Na przeciwnym biegunie mamy intelektualistów, którzy w biznesmenach widzą herosów. Do takich należała wpływowa XX-wieczna amerykańska myślicielka i pisarka Ayn Rand. Autorka książki, która swego czasu popularnością w USA ustępowała tylko Biblii („Atlas zbuntowany ”), widziała w przedsiębiorcach tytanów woli i emanację rozumu. Uważała, że uosabiają życie pełnią człowieczeństwa. – Wszystko mogę zaakceptować, poza tym, co jest najłatwiejsze dla większości: półśrodków, prowizorki, bycia „pomiędzy” – powtarzała. Przedsiębiorcy byli dla niej symbolem zdeterminowania, dążenia do celu i osiągania go. Już samo to czyniło ich w jej oczach jednostkami godnymi podziwu. Że dążą do posiadania pieniędzy? To jej nie przeszkadzało.

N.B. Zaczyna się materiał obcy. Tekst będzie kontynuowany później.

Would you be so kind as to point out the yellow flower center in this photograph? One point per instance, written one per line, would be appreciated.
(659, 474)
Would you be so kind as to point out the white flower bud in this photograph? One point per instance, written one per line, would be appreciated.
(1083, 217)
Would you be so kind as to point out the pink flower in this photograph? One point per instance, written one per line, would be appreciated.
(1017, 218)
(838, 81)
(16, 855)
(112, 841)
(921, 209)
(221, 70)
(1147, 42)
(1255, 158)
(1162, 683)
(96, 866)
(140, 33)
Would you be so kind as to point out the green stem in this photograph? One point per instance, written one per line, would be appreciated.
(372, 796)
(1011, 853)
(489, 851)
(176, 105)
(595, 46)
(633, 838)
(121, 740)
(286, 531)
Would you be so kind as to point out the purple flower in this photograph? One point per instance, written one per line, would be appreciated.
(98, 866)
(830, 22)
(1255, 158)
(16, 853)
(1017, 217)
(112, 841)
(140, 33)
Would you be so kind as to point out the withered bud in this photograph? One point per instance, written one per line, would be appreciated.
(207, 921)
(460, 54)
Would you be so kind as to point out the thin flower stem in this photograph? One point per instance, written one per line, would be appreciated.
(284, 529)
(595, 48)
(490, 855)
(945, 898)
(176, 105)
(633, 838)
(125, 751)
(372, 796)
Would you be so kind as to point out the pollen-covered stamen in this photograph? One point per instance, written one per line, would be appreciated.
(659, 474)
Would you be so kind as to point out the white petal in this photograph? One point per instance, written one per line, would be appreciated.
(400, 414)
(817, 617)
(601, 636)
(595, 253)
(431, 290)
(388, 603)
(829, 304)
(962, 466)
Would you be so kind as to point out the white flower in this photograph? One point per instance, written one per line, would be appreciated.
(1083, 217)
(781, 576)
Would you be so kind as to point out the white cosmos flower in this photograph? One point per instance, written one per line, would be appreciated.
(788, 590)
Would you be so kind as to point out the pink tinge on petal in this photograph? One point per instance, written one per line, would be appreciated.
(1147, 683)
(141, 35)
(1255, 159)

– Pieniądze są środkiem wymiany, którego nie byłoby, gdyby nie było produktów i wytwarzających je ludzi. Pieniądze są więc materialnym wyrazem zasady głoszącej, że jeśli chcesz zadawać się z innymi, musisz oferować im coś, co posiada wartość – twierdziła. To właśnie twórczą potęgę umysłu i wolę działania doceniała Rand w przedsiębiorcach, zaś cechami, które mogły w jej oczach kapitalistów dyskwalifikować, były walka o przywileje, korupcja, nieuczciwe zwalczanie konkurentów. Tym bezgranicznie gardziła.
Czy w ślad za Rand mamy okrzyknąć kapitalistów bohaterami ludzkości i budować im pomniki? To byłaby przesada. Rynek to mechanizm społecznej synergii kapitalistów z pracownikami, a nie dyktatura geniuszy. Geniusz sam nie zdziała zbyt wiele.

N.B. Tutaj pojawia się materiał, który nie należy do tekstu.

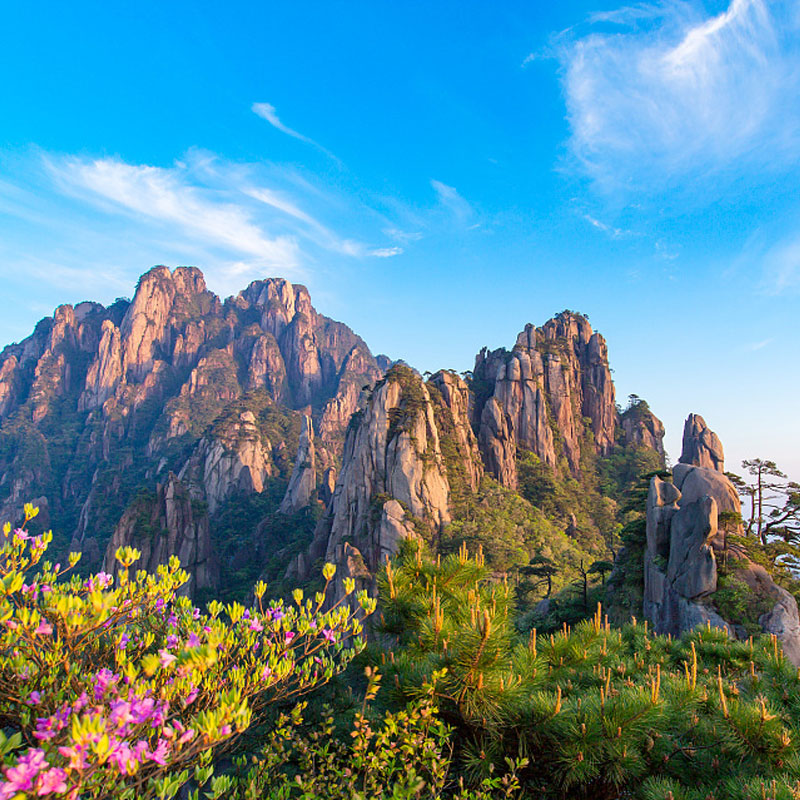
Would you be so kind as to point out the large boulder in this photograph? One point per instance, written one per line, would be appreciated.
(701, 446)
(680, 565)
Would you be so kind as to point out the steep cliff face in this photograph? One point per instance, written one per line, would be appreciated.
(641, 428)
(686, 536)
(233, 459)
(544, 396)
(303, 482)
(100, 402)
(165, 525)
(401, 453)
(701, 446)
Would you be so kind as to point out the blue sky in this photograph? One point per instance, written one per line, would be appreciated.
(438, 174)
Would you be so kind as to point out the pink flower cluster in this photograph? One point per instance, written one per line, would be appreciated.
(124, 722)
(33, 777)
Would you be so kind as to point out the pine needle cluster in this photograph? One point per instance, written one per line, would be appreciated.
(598, 712)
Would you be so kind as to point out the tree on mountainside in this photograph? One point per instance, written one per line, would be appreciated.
(543, 568)
(774, 501)
(601, 568)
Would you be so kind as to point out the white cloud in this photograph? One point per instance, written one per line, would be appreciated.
(386, 252)
(781, 266)
(267, 111)
(164, 196)
(449, 197)
(677, 95)
(755, 346)
(614, 233)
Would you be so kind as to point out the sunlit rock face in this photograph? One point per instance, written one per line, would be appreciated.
(556, 378)
(394, 480)
(101, 401)
(685, 538)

To jak w końcu jest: czy kapitalista może świadomie i celowo – jak Olivetti – służyć społeczeństwu kosztem zysku, czy może wystarczy, że po prostu „będzie sobą”?
Diagnozę postawił tu Adam Smith w krótkiej sentencji: „To nie z życzliwości rzeźnika, właściciela browaru czy bankiera możemy spodziewać się obiadu, ale z ich troski o własny interes”. Smith sugeruje więc, że przedsiębiorcy w dobrze zorganizowanym społeczeństwie rynkowym służą dobru wspólnemu bez względu na to, jakie intencje nimi kierują. Problem jednak w tym, że historia pokazuje, że jeśli „własny interes” pojmują wąsko i krótkowzrocznie, to serwowane przez nich społeczeństwu obiady są niedobre i niezdrowe. Mimo wszystko więc biznesmen musi umieć zdobyć się na refleksję, czy to, co robi, jest dobre. Tyle że to już zagadnienie etyczne i ekonomia niewiele w tej kwestii może powiedzieć. Od Smitha jednak w kontekście naszych rozważań na pewno dowiadujemy się, że jeśli przedsiębiorcy z misją chcą służyć społeczeństwu, powinni robić to nie kosztem zysku, ale z jego pomocą. Bo uczciwy zysk, a nie chciwość, jest dobry.
Być może Olivetti o tym właśnie zapomniał.